Espace et discours normatif

Organiquement lié aux structures du quotidien et aux modalités de l’organisation de la société, l’espace peut devenir un objet d’enjeux vitaux et de conflits. La régulation de ces tensions sociales contribue à garantir la reproduction du lien social et fait appel à des dispositifs normatifs variés. Il serait inapproprié de résumer ceux-ci aux seules règles du droit : ce dernier, que présente dans notre cas une abondante littérature juridique mlikite, ne traite qu’accessoirement des espaces ruraux. Donnant une grande marge de liberté à l’expression des traditions et usages locaux, le droit mlikite en la matière consiste en un ensemble de principes directeurs servant à la résolution des cas d’espèce.

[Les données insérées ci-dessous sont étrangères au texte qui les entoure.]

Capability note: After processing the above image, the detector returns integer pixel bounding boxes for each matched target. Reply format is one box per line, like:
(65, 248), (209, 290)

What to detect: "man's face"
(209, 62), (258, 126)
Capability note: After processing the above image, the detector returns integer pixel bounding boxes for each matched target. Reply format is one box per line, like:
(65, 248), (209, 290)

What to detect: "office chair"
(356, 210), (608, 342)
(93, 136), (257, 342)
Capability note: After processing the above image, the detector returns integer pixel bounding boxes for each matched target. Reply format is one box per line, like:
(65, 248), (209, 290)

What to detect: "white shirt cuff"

Dans le monde rural de l’Occident musulman en général, et dans les zones berbères marocaines en particulier, la coutume tient une part considérable dans les moyens déployés par les communautés rurales pour la gestion de l’espace. La prolifération de listes rédigées de règles coutumières- dont le rôle et la dimension dans la construction des identités socio-culturelles locales ont été évoqués -est indubitablement la manifestation la plus féconde de l’implication des normes dans le façonnage de l’espace rural. Les rares exemples de ces textes cités dans cette étude suffisent à démontrer la nécessité d’entreprendre une enquête systématique sur le sujet, visant, par le biais d’une archéologie de ces corpus composites, confrontée aux réalités du terrain, à déterminer les modalités de la mise en place et de l’application de la règle coutumière.

En tant qu’institutionnalisation communautaire de normes régies initialement par les habitus, la coutume écrite suppose l’existence de formes normatives infra-juridiques, véhiculées oralement et mises en scène rituellement. Il s’agit d’un ensemble de pratiques appelant l’arbitrage, la médiation ou d’autres types de transaction, pour la résolution des conflits. L’étude de ces divers niveaux d’intervention de la norme dans la définition des configurations spatiales, architecturales, agraires ou territoriales, permettrait de mesurer les poids respectifs de chacune des traditions normatives, et d’évaluer le rôle de la communauté rurale en tant que productrice d’un discours normatif.